Purpose & scope

This page expands source §2.E (Lifecycle / control) and the scale-to-zero and branching mechanisms described in §3 into a buildable specification for the controller/ component. The controller owns the lifecycle of engine instances (start / warm / idle / stop), the branch namespace over the versioned page store, and the single-writer fence that guarantees at most one writer per database.

The controller is deliberately not on the data path. It supervises engine processes and manipulates pointers and tokens; it never proxies queries, never holds durable state of its own, and never participates in commit acknowledgement. All durability lives in Slot C (the log service and page store on object storage); the controller is restartable, replaceable, and itself scale-to-zero-capable.

Note

"Engine instance" here means a running engine process (Slot B) bound to one database via a storage URL, holding a warm local cache. "Branch" means a named LSN pointer over shared immutable layers in the page store. The controller manages both; they are orthogonal — many branches can exist with zero running instances.

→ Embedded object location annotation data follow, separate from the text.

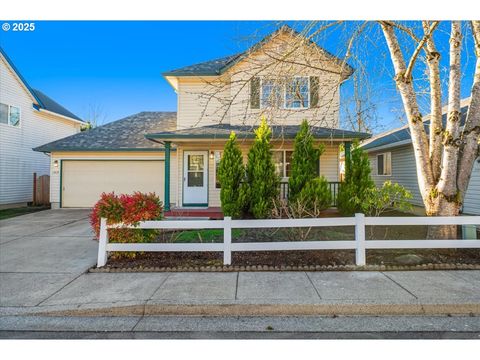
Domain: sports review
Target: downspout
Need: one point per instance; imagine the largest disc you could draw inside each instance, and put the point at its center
(167, 176)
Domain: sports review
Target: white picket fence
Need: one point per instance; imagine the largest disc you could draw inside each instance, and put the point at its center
(360, 244)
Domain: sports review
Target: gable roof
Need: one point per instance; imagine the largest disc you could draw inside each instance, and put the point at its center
(127, 134)
(42, 101)
(222, 131)
(219, 66)
(51, 105)
(401, 136)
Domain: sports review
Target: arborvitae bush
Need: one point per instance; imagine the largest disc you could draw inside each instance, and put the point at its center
(305, 161)
(262, 182)
(356, 189)
(231, 174)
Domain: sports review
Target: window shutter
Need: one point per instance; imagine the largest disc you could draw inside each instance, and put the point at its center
(314, 83)
(255, 93)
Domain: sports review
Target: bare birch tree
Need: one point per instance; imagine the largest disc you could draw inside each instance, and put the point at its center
(445, 156)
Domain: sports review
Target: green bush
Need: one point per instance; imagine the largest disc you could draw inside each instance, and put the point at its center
(231, 174)
(262, 183)
(316, 195)
(357, 187)
(305, 161)
(391, 196)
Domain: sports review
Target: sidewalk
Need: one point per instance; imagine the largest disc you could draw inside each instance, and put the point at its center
(44, 256)
(251, 293)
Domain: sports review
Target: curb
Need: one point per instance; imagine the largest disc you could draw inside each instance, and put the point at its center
(278, 310)
(235, 268)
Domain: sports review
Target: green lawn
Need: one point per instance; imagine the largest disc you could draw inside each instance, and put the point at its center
(9, 213)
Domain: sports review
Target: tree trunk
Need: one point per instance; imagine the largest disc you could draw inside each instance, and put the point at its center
(419, 137)
(441, 206)
(447, 185)
(436, 126)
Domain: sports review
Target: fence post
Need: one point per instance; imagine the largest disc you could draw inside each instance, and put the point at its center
(227, 240)
(102, 243)
(360, 257)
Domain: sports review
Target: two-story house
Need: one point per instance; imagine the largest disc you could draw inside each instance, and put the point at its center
(28, 118)
(285, 78)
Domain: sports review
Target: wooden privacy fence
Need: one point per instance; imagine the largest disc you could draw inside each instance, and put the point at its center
(41, 190)
(360, 244)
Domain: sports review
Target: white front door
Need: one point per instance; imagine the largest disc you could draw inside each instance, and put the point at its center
(195, 178)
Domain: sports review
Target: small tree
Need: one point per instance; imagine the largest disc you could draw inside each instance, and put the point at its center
(263, 183)
(354, 192)
(231, 174)
(391, 196)
(305, 161)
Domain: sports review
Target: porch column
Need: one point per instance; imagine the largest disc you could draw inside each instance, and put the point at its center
(347, 145)
(166, 203)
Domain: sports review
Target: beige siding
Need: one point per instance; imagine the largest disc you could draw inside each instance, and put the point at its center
(329, 166)
(103, 156)
(18, 161)
(206, 101)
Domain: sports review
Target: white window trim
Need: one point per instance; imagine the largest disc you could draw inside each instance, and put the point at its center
(385, 157)
(8, 117)
(284, 90)
(308, 94)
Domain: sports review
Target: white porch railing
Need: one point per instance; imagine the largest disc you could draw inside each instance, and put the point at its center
(360, 244)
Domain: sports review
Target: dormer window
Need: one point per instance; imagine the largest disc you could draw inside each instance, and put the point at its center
(271, 93)
(297, 91)
(9, 115)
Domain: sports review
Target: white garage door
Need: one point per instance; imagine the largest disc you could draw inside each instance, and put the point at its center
(84, 181)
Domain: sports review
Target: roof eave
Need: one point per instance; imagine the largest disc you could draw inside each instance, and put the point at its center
(61, 116)
(53, 149)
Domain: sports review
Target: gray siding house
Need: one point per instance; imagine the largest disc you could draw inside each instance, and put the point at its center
(392, 158)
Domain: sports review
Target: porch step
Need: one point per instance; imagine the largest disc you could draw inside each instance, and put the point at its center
(213, 213)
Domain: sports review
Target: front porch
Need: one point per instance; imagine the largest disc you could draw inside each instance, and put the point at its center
(212, 213)
(192, 182)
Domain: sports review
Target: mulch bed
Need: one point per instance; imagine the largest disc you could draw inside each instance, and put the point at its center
(296, 259)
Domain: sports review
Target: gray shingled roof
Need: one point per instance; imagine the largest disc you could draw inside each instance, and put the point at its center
(124, 134)
(44, 102)
(222, 131)
(393, 137)
(49, 104)
(219, 66)
(207, 68)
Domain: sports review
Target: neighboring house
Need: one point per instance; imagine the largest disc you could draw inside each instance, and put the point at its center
(176, 154)
(392, 158)
(28, 118)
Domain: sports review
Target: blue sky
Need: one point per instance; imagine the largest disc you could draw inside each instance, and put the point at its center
(118, 65)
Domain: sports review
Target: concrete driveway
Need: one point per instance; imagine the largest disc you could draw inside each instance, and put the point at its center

Responsibilities & non-goals

Responsibilities

  • MUST cold-start an engine instance on first connection to an idle database, including process start and the initial cache warm.
  • MUST detect idleness and tear down the engine (scale-to-zero) so only object-storage bytes bill at rest.
  • MUST manage the branch namespace: create-from-base@LSN, list, delete, and track divergence against the versioned page store (see 04) and storage branch ops (see 03).
  • MUST enforce single-writer fencing per database via the commit log's CAS token: acquire on becoming writer, renew via lease/heartbeat, and guarantee a stale writer's append is rejected.
  • SHOULD implement keep-warm and warm-pool policies to bound cold-start tail latency.
  • SHOULD survive its own crash and restart without losing any acked write or leaking a fence.
  • MAY co-schedule N concurrent cold starts under a thundering-herd admission control.

Non-goals

  • MUST NOT sit on the query data path or proxy SQL — that is the wire listener's job (see 07) or direct FFI (see 08).
  • MUST NOT hold durable state outside Slot C; controller state is reconstructable from the log service and page-store manifest.
  • MUST NOT attempt multi-writer concurrency within a single database — single-writer-per-DB is a deliberate architectural ceiling (source §4).
  • MUST NOT resolve hot-row contention; that is serialized correctly by the single writer lane and handled per-tool (see 10).

Scale-to-zero model

Scale-to-zero rests on one invariant from source §3: compute is stateless — all durable state lives in Slot C. An engine instance is a cache plus a CPU; destroying it loses nothing durable. Therefore the controller is free to stop the engine whenever a database is idle and reconstruct an equivalent instance on the next connection.

$0
compute cost at rest
bytes
only object-storage bills idle
start + warm
cold-start cost
1
writer lane per DB

What costs what

StateEngine processLocal cacheWhat bills
Activerunningwarmcompute + object-storage ops + idle storage bytes
Idle (pre-stop)runningwarmcompute (wasted) + storage bytes
Stopped (scaled to zero)nonediscardedstorage bytes only

Cold-start budget

Cold-start is exactly process_start + cache_warm. The two terms have very different shapes and must be measured separately (forward to 09 Experiment 5).

process_start
Fork/exec or container spin-up of the engine binary, storage trait wiring, and a read of the page-store manifest / latest durable LSN. Bounded, mostly CPU-and-image-size dependent.
cache_warm
First reads after a cold start miss the local cache and fall through to object storage at hundreds-of-ms latency (see 05). Unbounded in the worst case (random working set); the dominant tail term. R2's zero egress (see 11) makes warm reads cheap but not faster.

Warning

Scale-to-zero must never compromise durability. Stopping an engine is only safe after the writer lease is cleanly released (or expired and fenced) and the in-flight WAL is durably acked. The controller MUST NOT stop an instance with an unacked commit in flight; it stops the engine, never a commit.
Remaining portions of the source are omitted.